On 24 June 2010 the Institute of Criminal Law at the University of Warsaw hosted a conference entitled “Judicial Errors in Criminal Proceedings.”
The instigator of the conference was Maria Ejchart, coordinator of the “Innocence” Legal Clinic at the Helsinki Foundation for Human Rights. Defence counsel, prosecutors, judges and law students met to discuss causes and effects of judicial errors. Topics addressed included the role and significance of perjured testimony, defective identification of suspects, and the institution of the crown witness. Another panel concerned prevention of errors and state liability when an error is discovered.
One of the presentations was devoted to use of DNA analysis at the investigative stage of a criminal proceeding. According to Anna Polak, a student at the University of Warsaw, genetic material may prove to be insurmountable evidence in a proceeding. Research showed that DNA analysis has allowed for an increase in detection rates by nearly 30%.
DNA analysis was first admitted by courts in the United States in the late 1980s. Nearly a decade later, in 1997, the European Union recommended to member states that they create a DNA database, which could revolutionise criminal law, as comparative analysis is particularly valuable when using DNA evidence.
Poland also has a genetic database, a phenomenon that is observed closely by lawyers from the Helsinki Foundation for Human Rights. A database of this type creates a risk of violation of the right to privacy, as the European Court of Human Rights has found. The court held that data of this type may not be retained indefinitely. In Poland the retention period is from 20 to 30 years.

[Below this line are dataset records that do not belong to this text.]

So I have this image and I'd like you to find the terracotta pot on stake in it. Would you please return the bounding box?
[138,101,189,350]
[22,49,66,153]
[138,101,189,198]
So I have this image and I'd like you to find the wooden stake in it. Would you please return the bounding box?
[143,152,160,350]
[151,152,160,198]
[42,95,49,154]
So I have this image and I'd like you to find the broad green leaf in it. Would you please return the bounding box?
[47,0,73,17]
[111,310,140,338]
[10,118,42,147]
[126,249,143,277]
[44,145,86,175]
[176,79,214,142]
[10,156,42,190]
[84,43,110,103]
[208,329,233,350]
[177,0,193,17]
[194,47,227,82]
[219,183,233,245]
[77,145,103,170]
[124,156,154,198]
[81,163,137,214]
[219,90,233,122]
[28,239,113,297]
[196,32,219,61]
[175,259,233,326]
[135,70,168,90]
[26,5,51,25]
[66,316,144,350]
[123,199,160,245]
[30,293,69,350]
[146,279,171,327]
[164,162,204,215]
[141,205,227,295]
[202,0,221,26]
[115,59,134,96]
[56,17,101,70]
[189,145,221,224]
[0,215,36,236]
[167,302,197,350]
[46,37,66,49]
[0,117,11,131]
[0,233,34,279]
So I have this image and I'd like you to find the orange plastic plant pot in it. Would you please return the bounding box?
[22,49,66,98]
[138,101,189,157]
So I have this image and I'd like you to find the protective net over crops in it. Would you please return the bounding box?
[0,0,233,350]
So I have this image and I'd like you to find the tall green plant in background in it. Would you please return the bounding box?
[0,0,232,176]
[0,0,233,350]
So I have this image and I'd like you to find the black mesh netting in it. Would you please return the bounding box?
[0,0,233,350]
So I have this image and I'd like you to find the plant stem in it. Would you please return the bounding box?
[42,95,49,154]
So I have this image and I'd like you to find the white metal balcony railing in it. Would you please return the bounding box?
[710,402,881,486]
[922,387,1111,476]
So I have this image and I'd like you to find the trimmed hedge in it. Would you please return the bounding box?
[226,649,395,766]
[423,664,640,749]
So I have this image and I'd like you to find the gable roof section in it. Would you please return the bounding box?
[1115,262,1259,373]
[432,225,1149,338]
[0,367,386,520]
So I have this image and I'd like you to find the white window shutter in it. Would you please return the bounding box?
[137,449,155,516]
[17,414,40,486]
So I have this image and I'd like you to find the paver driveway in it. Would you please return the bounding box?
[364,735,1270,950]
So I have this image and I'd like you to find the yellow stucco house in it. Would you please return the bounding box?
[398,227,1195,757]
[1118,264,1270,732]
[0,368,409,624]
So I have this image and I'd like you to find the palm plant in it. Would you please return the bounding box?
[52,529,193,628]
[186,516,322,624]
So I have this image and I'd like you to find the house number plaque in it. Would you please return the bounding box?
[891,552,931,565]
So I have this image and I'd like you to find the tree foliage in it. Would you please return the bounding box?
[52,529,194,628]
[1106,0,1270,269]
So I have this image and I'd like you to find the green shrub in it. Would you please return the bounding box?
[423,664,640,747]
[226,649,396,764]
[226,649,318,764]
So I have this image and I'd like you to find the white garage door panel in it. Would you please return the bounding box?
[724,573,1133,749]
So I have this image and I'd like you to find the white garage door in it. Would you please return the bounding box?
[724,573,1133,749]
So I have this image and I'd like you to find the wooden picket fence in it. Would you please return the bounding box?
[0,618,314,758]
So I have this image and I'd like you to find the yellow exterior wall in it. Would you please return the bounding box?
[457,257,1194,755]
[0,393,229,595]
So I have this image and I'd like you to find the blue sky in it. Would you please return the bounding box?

Although a person’s genetic profile is unique (only identical twins share the same genetic material), use of DNA analysis as evidence may also lead to errors. During the course of analysis and processing there is a high risk of contamination by another person’s DNA. Thus it is necessary to establish quality controls and work only with certified laboratories.
Judicial errors happen in every system, and the last session focussed on the issue of liability for errors. Under Polish law, two types of claims may be asserted, for damages and for compensation. The financial responsibility is borne by the State Treasury in such cases.
As pointed out by Łukasz Chojniak, a doctoral student at the university’s Faculty of Law and Administration, the lack of a uniform scale for compensation results in a significant level of discretion in the damages awarded by the courts. It is also difficult to analyse this issue precisely because the Polish Ministry of Justice does not maintain statistics for cases of wrongful conviction. The ministry maintains statistics only for the amounts paid out to claimants, and since last year these are also broken down into damages and compensation.
The point at which the State Treasury should pay for a judicial error is also debatable. Some argued that filing of incorrect charges and an unwarranted indictment should be grounds for payment of damages. This approach would be based on the presumption of innocence.
Dr Maria Rogacka-Rzewnicka, a professor at the Institute of Criminal Law at the University of Warsaw, took the view that personal liability for errors should be considered. But, as pointed out by a regional court judge from Ostrołęka who was attending the conference, the Polish Constitution does not allow this because of the strong principle of judicial independence within the Polish legal system.
The heated debate demonstrated that the issue of judicial errors is of great importance to the legal community. One thing that everyone seemed to agree on is that the goal is avoiding errors, not changing the law because of the fact that errors do occur.